The daughter of a woman who died this week from coronavirus and whose father is seriously ill in hospital with the virus said the family's grief and heartache is being compounded by Covid deniers.
Patricia Page had the unenviable task on Sunday of telling her father Charlie (78) at his bedside in Londonderry's Altnagelvin Hospital, that his beloved wife, Eileen (73), of 53 years had passed away in the Intensive Care Unit (ICU) in the same hospital.
Two days later, Mr Page's condition deteriorated so badly, he too was transferred to the same unit where he remains.
From his bed, he has made an impassioned plea for people to take the virus seriously and to do everything necessary to stay safe and to protect others.
Speaking to the Belfast Telegraph, Patricia Page, from Derry, echoed her father's words and implored people who deny the virus is real or harmful to think about their message.
She said: "It makes me so angry and I get angrier every day when I see and hear people trying to suggest Covid is a hoax or it's no worse than a cold or flu.
"Our family is proof of how deadly this virus is, our mother isn't here any more and our father is in Intensive Care in Altnagelvin seriously ill.
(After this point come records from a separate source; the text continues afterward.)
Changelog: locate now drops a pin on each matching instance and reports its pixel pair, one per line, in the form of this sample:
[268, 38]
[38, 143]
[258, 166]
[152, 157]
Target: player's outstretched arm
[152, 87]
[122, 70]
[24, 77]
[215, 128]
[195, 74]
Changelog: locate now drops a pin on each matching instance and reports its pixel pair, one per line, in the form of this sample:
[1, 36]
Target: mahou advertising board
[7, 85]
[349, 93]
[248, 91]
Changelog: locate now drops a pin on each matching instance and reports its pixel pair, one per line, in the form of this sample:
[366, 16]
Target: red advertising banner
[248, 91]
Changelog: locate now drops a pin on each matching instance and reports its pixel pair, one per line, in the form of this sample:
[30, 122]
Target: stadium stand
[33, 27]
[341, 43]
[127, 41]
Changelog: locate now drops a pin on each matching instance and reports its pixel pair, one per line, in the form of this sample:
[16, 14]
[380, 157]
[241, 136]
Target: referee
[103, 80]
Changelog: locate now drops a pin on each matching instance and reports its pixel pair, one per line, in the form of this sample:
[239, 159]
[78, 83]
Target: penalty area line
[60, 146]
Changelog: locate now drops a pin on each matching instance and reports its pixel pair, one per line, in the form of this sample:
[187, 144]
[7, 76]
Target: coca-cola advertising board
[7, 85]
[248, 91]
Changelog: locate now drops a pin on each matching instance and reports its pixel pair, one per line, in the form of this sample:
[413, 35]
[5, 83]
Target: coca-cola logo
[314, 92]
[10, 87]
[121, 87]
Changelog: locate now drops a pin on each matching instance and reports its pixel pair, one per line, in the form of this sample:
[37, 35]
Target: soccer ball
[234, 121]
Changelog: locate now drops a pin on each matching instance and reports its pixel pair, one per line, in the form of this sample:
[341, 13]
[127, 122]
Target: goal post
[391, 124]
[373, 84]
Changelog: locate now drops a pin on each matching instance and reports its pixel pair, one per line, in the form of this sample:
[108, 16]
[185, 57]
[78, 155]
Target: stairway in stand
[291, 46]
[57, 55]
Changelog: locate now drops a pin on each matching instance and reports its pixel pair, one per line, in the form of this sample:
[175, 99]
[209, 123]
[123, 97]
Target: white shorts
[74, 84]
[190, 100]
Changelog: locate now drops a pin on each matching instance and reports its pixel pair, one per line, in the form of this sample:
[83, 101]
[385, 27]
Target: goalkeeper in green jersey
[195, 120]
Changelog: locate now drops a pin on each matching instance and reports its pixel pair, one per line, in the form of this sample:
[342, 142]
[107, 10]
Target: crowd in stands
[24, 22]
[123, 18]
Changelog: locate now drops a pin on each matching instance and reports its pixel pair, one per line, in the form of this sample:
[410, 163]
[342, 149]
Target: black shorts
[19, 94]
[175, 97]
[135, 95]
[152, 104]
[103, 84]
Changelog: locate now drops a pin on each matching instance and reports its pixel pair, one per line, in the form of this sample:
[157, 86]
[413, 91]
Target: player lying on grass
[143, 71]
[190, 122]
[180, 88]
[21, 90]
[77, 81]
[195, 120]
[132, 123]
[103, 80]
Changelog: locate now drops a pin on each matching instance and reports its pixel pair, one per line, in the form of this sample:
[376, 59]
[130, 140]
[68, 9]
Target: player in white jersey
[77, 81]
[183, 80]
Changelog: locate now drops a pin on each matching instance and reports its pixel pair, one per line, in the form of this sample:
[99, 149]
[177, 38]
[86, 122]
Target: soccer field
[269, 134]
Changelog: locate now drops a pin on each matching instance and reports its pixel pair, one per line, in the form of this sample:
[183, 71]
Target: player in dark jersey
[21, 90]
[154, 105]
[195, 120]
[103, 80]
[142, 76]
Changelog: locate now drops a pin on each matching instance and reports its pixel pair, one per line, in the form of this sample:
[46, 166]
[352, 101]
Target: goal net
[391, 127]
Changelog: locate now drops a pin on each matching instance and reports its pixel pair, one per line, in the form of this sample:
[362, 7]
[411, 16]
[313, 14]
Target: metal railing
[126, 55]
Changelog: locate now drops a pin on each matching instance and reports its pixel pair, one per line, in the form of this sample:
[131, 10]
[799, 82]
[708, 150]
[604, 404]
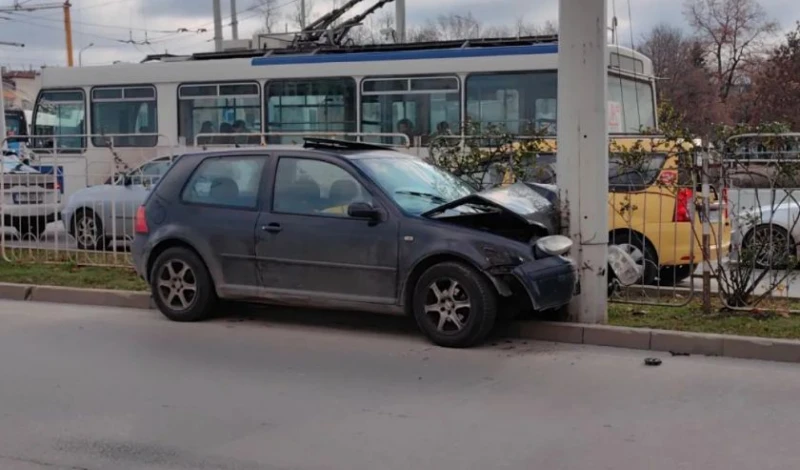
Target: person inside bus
[405, 126]
[225, 128]
[206, 128]
[240, 127]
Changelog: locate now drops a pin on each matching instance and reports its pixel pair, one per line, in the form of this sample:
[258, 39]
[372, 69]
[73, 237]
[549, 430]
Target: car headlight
[553, 245]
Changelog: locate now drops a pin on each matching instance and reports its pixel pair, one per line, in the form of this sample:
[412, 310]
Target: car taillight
[140, 224]
[683, 203]
[725, 201]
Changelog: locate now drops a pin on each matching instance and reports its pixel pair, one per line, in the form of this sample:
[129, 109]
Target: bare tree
[686, 89]
[270, 14]
[732, 32]
[303, 13]
[777, 86]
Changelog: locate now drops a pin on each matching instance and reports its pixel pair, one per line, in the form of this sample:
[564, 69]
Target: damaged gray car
[345, 225]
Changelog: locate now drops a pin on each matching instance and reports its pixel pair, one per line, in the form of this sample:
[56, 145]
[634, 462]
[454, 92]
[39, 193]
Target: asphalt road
[99, 388]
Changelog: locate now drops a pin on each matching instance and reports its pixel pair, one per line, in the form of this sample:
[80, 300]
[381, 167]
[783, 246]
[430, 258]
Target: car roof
[345, 154]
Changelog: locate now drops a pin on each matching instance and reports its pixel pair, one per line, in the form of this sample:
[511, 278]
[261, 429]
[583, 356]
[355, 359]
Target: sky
[128, 30]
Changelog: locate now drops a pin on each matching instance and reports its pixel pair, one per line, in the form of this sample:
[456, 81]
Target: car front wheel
[454, 305]
[87, 228]
[182, 287]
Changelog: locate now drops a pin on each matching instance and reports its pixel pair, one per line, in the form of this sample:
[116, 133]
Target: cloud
[127, 30]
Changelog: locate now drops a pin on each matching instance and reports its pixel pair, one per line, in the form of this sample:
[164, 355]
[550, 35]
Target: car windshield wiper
[432, 197]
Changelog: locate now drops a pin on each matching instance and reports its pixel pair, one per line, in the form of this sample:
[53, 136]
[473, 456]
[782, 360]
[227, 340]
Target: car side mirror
[364, 210]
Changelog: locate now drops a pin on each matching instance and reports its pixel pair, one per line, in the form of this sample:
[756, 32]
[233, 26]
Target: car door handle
[272, 228]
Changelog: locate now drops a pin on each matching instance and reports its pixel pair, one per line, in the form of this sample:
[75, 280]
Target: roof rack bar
[318, 142]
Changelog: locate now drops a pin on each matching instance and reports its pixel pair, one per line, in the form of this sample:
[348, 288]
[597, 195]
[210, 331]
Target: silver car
[29, 199]
[99, 216]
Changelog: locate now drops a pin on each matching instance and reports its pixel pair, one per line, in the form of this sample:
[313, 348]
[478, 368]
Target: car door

"If they could see the hospital wards full of people fighting to breathe and the pressure the staff are working under, they would change their tune.
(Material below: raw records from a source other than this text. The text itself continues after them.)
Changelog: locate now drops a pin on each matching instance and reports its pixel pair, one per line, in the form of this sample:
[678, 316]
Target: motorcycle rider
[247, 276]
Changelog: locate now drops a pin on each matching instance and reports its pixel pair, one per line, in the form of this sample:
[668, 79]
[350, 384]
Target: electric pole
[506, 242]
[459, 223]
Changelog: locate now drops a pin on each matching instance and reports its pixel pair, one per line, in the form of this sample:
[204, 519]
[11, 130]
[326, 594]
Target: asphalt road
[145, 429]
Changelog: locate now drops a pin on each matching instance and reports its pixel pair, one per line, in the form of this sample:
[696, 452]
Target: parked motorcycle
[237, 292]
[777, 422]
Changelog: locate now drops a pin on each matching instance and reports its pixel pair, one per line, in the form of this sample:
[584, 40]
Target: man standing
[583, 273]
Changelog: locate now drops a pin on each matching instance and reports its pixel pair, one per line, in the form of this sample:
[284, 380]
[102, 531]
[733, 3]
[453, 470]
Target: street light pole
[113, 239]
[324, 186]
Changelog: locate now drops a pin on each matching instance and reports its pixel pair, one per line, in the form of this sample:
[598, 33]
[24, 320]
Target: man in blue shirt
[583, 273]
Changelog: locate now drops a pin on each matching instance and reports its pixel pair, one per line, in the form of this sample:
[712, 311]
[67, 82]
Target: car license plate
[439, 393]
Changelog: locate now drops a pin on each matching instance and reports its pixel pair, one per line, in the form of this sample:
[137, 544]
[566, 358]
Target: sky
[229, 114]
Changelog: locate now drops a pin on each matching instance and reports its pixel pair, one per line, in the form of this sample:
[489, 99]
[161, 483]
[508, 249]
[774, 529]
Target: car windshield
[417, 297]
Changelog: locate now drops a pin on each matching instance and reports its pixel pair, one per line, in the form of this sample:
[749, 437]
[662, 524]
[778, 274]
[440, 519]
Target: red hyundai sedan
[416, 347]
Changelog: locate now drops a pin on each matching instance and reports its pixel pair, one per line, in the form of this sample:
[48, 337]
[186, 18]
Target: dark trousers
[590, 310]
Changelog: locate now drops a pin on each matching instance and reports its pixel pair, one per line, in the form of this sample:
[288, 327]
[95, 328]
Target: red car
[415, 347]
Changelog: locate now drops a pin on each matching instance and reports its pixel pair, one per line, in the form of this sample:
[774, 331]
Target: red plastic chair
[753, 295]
"The hundreds and hundreds of messages of support, promises of prayers and good wishes we have received have been such a comfort.
"But when you read posts from people who say this is a hoax, it just compounds our pain and adds to our grief.
"The one thing daddy wants people reading this to know is how real coronavirus is and how important it is that it is taken seriously.
"He said people need to do everything they are told to stay safe themselves and to protect other people, for their sake but for the sake of the hospital staff too. They have been everything to us."
Patricia added: "We couldn't be with my mother when she died but they took our place, held mammy's hand and comforted her as she took her last breath."
A few days after the couple tested positive, their condition had deteriorated so much both were admitted to Altnagelvin Hospital - Mr Page first, followed by Eileen two days later.
Patricia said: "It was terrible because mammy's heart was breaking looking at daddy and as he was being put in the ambulance, his last words to her were, 'You just concentrate on getting better and I'll see you soon.'
"Two days later my sister phoned me and told me to get to my parents' house as fast as I could because mammy was so ill.
"Mammy had made me promise that I wouldn't allow her to go to hospital because she was so worried that she wouldn't get out again, but I will never forget the sight of her when I reached the house that day until the day God calls me.
"She was lying on her side, absolutely struggling for breath. It was horrible. I knelt on the floor beside her and said, 'mammy we have no choice, we have to send you to hospital' and she understood."
That was the last time, Patricia or any of her siblings saw their mother alive but thanks to the efforts of the hospital staff, the family were given twice daily updates.
Ms Page said: "As a family we want it on record how much we appreciate and will forever be grateful to the staff at the hospital who were amazing, and who as soon as they realised mammy wasn't going to survive brought daddy from his ward into the unit so he could be with her.
"When mammy passed away, I had to go over to the hospital and break the news to daddy, who at that time was doing much better than he had been.
"As I went in the door of his ward, his face lit up but he couldn't understand how I had been allowed in.
"I told him, 'daddy, mammy is in Heaven.'
"He just put his head into his two hands and shouted, 'No, no'. I couldn't even hug him and the following day as we were making funeral arrangements for mammy, we got the news that daddy was being moved into intensive care. I left him then to begin funeral arrangements for mammy and we gave her the best send off we could under these circumstances.
"Daddy is a broken man. I can't imagine the torment he is going through because him and mammy were just so devoted to each other, they laughed and they loved and lived for each other.
"My sister sprayed mammy's perfume on one of her scarves and left it along with a big photograph of the two of them at the hospital and he has those with him. As mammy was getting buried he held her scarf and the nurses arranged for him to watch the funeral and the burial on her phone," Patricia added.
"This is a nightmare I wouldn't want anyone to go though but this virus isn't going to go away unless people stick to the rules."